Forscher nutzen ein modifiziertes Virus als elegante neue Waffe gegen Krebs - infiziert es einen Tumor, begehen dessen Zellen freiwillig Selbstmord.
Bisher lässt sich Krebs nur mit schweren Geschützen wirksam zu Leibe rücken. Da solche Medikamente jedoch nicht selektiv wirken, ziehen sie zwangsläufig auch andere Gewebe in Mitleidenschaft.

Daher arbeiten Forscher seit langem an dem Ziel, Merkmale zur Unterscheidung zwischen Tumor- und "normalen" Körperzellen zu finden, um selektivere und damit verträglichere Medikamente zu gewinnen. Auch die beiden Wissenschaftler Alexei Shir und Alexander Levitzki der Hebrew University of Jerusalem beschäftigten sich mit diesem Thema, allerdings suchten sie nach solchen Kennzeichen nicht auf der Zelloberfläche, sondern auf der Ebene der DNA – und wurden fündig.

Denn manche Krebsarten tragen charakteristische Mutationen in sich, wie beispielsweise Deletionen, bei denen bestimmte Abschnitte des Genoms fehlen. Wird ein solcher DNA-Abschnitt abgelesen, entsteht ein für die Krebszelle typisches Stück Boten-RNA, wodurch sie sich von gesunden Körperzellen unterscheidet. Diese spezifische Boten-RNA-Sequenz verwenden die Forscher als Angriffspunkt gegen die Krebszellen.

Dabei nutzten die Wissenschaftler einen natürlichen Mechanismus, mit dem sich der Körper gegen Viren wehrt: Das Enzym PKR sucht unsere Zellen permanent nach doppelsträngiger RNA ab, die für viele Viren charakteristisch ist. Wird es fündig, leitet es den programmierten Zelltod – die Apoptose – ein.

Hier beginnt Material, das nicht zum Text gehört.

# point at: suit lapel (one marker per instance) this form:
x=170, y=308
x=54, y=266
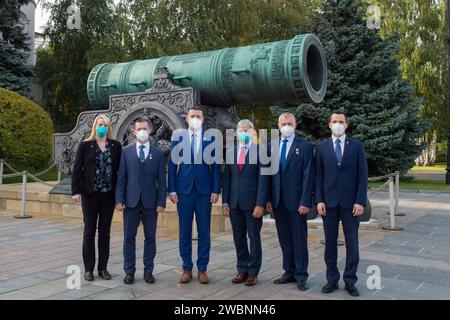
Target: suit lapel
x=346, y=149
x=291, y=150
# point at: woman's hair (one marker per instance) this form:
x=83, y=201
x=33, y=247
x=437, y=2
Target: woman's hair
x=94, y=126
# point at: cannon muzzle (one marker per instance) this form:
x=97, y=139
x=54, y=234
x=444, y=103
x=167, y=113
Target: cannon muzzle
x=282, y=72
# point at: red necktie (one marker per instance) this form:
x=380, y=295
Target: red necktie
x=241, y=158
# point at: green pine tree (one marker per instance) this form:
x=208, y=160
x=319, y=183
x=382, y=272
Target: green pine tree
x=364, y=81
x=15, y=73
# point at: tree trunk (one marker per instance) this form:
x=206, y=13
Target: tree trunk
x=428, y=156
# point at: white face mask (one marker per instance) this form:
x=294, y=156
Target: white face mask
x=142, y=135
x=287, y=130
x=195, y=124
x=337, y=129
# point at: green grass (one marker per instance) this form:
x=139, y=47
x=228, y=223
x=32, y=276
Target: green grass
x=52, y=175
x=437, y=168
x=418, y=184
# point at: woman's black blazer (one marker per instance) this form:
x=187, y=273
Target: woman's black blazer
x=84, y=168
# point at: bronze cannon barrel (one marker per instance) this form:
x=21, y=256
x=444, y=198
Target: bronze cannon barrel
x=283, y=72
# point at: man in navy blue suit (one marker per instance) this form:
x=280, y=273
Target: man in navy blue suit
x=193, y=185
x=243, y=200
x=341, y=195
x=141, y=195
x=291, y=200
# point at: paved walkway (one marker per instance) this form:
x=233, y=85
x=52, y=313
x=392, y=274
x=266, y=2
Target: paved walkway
x=414, y=263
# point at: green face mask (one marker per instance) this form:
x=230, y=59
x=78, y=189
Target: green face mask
x=102, y=131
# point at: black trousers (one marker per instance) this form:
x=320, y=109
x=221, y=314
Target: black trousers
x=98, y=208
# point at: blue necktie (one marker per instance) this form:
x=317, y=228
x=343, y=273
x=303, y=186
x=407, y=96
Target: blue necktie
x=338, y=150
x=141, y=153
x=193, y=148
x=283, y=154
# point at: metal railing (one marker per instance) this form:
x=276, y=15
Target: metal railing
x=393, y=181
x=25, y=175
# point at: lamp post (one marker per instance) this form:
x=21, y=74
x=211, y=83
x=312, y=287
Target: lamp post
x=447, y=176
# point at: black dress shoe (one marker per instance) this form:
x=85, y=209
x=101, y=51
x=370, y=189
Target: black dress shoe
x=104, y=274
x=330, y=287
x=148, y=277
x=89, y=276
x=351, y=289
x=284, y=279
x=301, y=285
x=129, y=278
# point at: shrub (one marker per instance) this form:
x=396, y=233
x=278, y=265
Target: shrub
x=25, y=132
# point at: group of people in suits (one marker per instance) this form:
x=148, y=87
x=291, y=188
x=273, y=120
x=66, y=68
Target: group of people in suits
x=133, y=180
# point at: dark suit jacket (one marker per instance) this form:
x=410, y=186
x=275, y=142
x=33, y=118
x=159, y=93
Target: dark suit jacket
x=83, y=171
x=248, y=188
x=145, y=181
x=182, y=176
x=297, y=179
x=342, y=185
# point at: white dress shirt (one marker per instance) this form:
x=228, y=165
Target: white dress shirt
x=198, y=137
x=146, y=149
x=247, y=147
x=288, y=144
x=342, y=138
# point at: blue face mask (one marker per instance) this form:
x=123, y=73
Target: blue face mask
x=102, y=131
x=244, y=137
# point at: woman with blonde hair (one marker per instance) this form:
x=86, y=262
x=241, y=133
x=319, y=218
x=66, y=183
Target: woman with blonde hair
x=94, y=177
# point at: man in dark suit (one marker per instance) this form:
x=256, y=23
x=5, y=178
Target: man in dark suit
x=141, y=194
x=291, y=200
x=341, y=195
x=243, y=199
x=194, y=185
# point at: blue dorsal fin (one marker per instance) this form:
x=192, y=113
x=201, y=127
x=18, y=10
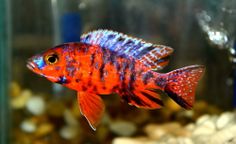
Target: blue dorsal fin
x=154, y=56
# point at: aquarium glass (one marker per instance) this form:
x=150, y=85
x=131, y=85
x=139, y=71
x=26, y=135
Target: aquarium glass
x=34, y=110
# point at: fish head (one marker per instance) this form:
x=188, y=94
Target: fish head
x=50, y=64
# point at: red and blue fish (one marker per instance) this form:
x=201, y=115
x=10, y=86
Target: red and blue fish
x=106, y=62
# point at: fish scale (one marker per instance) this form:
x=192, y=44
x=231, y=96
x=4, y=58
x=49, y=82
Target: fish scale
x=106, y=62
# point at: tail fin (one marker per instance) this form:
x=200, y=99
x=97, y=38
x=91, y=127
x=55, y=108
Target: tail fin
x=181, y=84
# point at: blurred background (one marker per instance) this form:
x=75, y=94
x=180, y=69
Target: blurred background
x=33, y=110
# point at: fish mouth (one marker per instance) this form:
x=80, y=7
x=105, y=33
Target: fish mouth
x=31, y=66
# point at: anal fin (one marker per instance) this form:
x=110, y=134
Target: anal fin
x=143, y=99
x=91, y=107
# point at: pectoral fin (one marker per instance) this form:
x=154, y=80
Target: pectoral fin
x=92, y=107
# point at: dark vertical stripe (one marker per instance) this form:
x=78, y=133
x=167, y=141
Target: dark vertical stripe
x=92, y=59
x=101, y=71
x=147, y=76
x=132, y=75
x=153, y=99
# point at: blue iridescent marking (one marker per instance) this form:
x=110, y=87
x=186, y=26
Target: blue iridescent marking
x=118, y=42
x=62, y=80
x=39, y=62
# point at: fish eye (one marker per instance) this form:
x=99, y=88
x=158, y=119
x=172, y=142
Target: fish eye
x=52, y=58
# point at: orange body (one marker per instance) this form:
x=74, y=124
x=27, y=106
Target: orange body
x=106, y=62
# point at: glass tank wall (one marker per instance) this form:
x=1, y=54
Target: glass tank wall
x=36, y=111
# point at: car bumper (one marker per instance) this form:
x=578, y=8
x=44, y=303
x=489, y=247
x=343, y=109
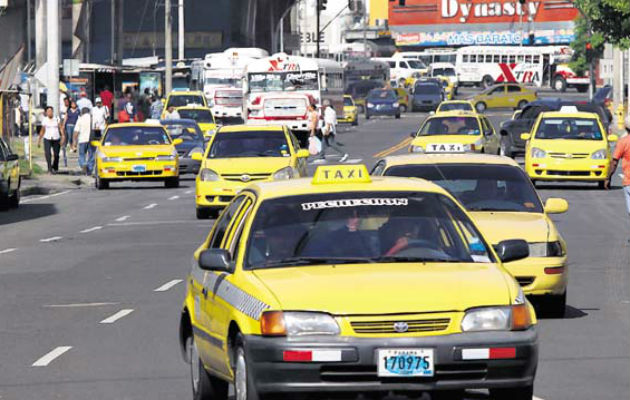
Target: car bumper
x=357, y=370
x=539, y=276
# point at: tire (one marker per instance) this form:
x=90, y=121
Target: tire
x=480, y=107
x=101, y=184
x=559, y=84
x=204, y=386
x=172, y=182
x=244, y=388
x=519, y=393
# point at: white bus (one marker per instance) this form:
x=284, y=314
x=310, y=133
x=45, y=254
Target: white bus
x=277, y=89
x=485, y=65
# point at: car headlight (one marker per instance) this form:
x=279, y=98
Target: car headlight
x=278, y=323
x=285, y=173
x=208, y=175
x=538, y=153
x=600, y=155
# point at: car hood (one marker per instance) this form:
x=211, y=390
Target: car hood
x=136, y=151
x=247, y=165
x=387, y=288
x=498, y=226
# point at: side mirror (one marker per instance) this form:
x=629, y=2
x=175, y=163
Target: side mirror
x=512, y=250
x=555, y=205
x=215, y=260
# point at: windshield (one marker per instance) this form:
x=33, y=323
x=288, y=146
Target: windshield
x=380, y=94
x=187, y=133
x=134, y=136
x=203, y=116
x=450, y=126
x=427, y=89
x=456, y=107
x=478, y=187
x=569, y=128
x=362, y=227
x=182, y=100
x=249, y=144
x=279, y=81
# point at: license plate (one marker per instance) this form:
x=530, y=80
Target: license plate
x=445, y=148
x=405, y=362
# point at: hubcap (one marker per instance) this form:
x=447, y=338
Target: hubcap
x=240, y=380
x=194, y=364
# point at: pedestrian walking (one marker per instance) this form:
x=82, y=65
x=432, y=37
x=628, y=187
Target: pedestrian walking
x=53, y=135
x=100, y=115
x=82, y=137
x=328, y=133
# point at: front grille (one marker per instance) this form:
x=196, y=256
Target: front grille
x=576, y=156
x=387, y=326
x=525, y=280
x=368, y=373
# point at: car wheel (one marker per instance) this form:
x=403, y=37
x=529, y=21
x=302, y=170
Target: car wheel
x=559, y=84
x=172, y=182
x=204, y=386
x=519, y=393
x=244, y=388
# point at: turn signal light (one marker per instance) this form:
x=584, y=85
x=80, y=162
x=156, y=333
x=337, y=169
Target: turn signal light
x=272, y=324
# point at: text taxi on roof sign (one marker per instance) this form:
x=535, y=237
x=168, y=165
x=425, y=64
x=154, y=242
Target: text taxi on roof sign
x=264, y=309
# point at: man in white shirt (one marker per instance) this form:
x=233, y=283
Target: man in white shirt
x=100, y=115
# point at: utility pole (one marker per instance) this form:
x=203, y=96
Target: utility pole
x=53, y=54
x=181, y=31
x=168, y=47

Shir und Levitzki mussten jetzt nur noch einen Weg finden, um ein komplementäres Stück RNA in die Zelle zu befördern, das dort mit der krebszellspezifischen Boten-RNA-Sequenz einen Doppelstrang bildet und dadurch das Enzym PKR aktiviert. Dafür knüpften sie sich eleganterweise ein RNA-Virus vor und modifizierten es so, dass es direkt in der infizierten Zelle die komplementäre Sequenz, die so genannte Antisense-RNA, produziert.

Das Ergebnis klingt vielversprechend: Krebszellen starben bei in-vitro-Versuchen in großer Zahl ab, normale Zellen wuchsen hingegen völlig normal weiter. Das Virus schädigte also im Gegensatz zu herkömmlichen Krebsmedikamenten nur die Tumorzellen, nicht aber gesundes Gewebe. Auch bei anschließenden Tests mit Mäusen wuchs ein als besonders bösartig geltender Hirntumor – ein Glioblastom – deutlich langsamer.

Prinzipiell könnte nach Ansicht der Forscher auf diese Weise jeder Tumor behandelt werden, der über eine charakteristische genetische Mutation verfügt. Auch wenn sich diese Ergebnisse nicht so einfach auf den Menschen übertragen lassen, geben sie dennoch Anlass zur Hoffnung, eine hochselektive Methode gefunden zu haben, die der klassischen Chemotherapie in ihrer momentanen Form deutlich überlegen wäre.